According to new data released by the Economic Commission for Latin America and the Caribbean, direct investment to 11 of the region’s economies grew 16.4 percent during the first semester of 2010 in comparison to the same period last year. This increase totaled over $7 billion, rising from $43.2 billion in 2009 to $50.3 billion this year.
Latin American and Caribbean investment abroad grew strongly, jumping from $5.5 billion in the first semester of 2009 to $20.8 billion in the same period this year, the commission said.
Based on these results, the commission said it estimates that foreign direct investment will rise moderately in 2010, but will fall short of the record levels seen in 2007 and 2008.
The increase in foreign direct investment is due in the first place to the economic stability and growth in most countries of the region. In South America, the high prices of prime materials have continued to encourage investment flows to mining and hydrocarbons. Added to this are the recovery of world trade and the improved outlook for international financial markets, the commission said.

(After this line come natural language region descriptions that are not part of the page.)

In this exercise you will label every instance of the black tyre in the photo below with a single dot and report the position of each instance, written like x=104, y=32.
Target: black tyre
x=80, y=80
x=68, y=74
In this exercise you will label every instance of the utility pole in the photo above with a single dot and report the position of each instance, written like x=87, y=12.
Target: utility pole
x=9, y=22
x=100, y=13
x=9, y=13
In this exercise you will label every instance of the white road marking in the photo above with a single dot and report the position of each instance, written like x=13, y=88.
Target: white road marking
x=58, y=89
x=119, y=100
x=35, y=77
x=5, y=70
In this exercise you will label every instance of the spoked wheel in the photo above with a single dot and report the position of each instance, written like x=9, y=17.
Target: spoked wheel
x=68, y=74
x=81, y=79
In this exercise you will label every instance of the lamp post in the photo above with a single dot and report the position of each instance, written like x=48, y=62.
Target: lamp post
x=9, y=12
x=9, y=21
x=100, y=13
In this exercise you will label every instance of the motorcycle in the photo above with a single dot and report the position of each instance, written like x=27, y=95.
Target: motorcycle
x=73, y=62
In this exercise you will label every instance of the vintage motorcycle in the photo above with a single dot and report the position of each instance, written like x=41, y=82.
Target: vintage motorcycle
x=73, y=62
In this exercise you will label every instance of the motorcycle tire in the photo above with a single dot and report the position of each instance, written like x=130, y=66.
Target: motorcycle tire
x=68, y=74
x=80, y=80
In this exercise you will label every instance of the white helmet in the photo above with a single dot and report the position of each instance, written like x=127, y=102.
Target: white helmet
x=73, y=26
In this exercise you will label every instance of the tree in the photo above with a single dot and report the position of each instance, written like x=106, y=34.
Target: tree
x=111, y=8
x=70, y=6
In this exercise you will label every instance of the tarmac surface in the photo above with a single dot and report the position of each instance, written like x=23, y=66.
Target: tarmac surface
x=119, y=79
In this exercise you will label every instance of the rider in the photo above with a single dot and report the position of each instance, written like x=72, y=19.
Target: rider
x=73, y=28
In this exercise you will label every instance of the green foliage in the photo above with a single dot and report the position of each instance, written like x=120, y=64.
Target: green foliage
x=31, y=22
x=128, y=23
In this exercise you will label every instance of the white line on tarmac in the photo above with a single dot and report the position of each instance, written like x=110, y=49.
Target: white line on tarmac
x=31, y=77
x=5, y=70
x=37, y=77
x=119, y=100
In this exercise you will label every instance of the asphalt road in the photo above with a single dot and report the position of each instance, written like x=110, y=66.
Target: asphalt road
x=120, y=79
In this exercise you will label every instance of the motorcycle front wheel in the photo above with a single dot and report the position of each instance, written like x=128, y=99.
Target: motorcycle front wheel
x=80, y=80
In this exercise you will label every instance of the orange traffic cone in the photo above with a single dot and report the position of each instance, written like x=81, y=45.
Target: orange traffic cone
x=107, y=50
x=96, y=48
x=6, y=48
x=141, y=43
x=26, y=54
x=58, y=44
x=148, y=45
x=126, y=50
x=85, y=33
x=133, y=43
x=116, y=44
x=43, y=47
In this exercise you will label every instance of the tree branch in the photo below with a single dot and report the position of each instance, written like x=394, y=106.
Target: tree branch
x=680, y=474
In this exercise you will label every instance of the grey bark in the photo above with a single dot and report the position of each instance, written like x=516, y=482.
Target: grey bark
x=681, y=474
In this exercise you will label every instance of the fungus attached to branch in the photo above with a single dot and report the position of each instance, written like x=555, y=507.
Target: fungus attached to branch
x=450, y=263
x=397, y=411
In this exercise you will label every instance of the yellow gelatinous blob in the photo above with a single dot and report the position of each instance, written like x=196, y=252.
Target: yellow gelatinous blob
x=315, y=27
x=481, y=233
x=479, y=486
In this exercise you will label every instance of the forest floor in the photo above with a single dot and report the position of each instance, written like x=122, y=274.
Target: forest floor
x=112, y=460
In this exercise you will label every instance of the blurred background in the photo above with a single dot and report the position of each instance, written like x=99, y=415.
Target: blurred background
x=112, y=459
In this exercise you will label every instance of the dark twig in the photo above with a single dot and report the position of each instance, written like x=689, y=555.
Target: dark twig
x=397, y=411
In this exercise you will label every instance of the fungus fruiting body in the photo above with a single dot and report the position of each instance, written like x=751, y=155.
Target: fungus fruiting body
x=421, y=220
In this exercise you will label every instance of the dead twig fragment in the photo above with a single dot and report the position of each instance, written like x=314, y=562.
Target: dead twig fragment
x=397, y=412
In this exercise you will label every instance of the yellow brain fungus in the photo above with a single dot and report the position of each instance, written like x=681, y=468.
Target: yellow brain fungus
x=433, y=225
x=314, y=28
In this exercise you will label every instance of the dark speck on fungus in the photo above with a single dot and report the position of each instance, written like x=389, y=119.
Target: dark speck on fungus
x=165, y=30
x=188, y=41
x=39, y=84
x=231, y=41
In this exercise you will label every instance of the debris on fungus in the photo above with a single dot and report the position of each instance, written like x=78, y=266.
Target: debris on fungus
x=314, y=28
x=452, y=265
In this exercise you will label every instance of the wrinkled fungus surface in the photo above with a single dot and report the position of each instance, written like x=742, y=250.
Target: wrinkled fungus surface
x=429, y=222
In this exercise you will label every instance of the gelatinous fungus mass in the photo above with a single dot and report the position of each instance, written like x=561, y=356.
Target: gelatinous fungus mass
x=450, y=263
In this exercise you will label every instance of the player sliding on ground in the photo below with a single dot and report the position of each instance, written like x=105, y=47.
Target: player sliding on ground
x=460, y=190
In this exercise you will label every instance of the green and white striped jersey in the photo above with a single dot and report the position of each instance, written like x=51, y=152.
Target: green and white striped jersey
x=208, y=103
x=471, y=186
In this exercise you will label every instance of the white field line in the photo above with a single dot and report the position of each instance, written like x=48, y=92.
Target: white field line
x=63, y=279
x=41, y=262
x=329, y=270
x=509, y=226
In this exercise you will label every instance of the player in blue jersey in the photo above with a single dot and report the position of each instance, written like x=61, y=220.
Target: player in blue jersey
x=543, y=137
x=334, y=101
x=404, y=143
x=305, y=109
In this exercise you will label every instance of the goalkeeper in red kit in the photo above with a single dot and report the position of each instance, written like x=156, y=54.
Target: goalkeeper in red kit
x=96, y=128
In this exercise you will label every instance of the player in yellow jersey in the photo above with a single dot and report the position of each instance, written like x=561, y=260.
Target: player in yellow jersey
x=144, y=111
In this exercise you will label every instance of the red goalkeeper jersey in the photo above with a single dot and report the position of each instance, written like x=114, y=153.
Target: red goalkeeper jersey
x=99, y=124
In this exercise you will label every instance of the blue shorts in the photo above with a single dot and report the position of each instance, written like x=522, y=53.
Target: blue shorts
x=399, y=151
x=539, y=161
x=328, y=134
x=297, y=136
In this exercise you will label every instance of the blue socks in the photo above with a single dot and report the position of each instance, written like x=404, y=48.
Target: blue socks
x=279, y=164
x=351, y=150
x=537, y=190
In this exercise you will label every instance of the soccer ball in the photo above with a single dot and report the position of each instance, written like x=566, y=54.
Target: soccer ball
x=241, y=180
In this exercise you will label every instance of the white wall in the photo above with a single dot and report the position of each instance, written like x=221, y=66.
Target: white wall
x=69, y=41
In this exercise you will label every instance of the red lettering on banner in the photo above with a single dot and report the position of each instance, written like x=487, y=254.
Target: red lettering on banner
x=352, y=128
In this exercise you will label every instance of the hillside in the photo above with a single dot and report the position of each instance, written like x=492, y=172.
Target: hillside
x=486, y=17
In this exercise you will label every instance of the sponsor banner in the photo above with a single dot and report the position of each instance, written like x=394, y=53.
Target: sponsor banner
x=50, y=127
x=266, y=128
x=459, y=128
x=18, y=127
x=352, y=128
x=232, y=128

Foreign direct investment to Mexico in 2010 showed signs of a significant recovery, as in Chile and Peru. In Central America, investments to the two main recipients in the subregion, Costa Rica and Panama, also grew with regard to 2009.
During the first semester of 2010, Brazil continued to be the region’s prime foreign direct investment recipient, with flows reaching $17.1 billion. This is largely explained by the strong interest in investing in traditional activities and emerging sectors (oil prospecting and ethanol production), as well as loan payments from Brazilian subsidiaries of multinational corporations to company headquarters.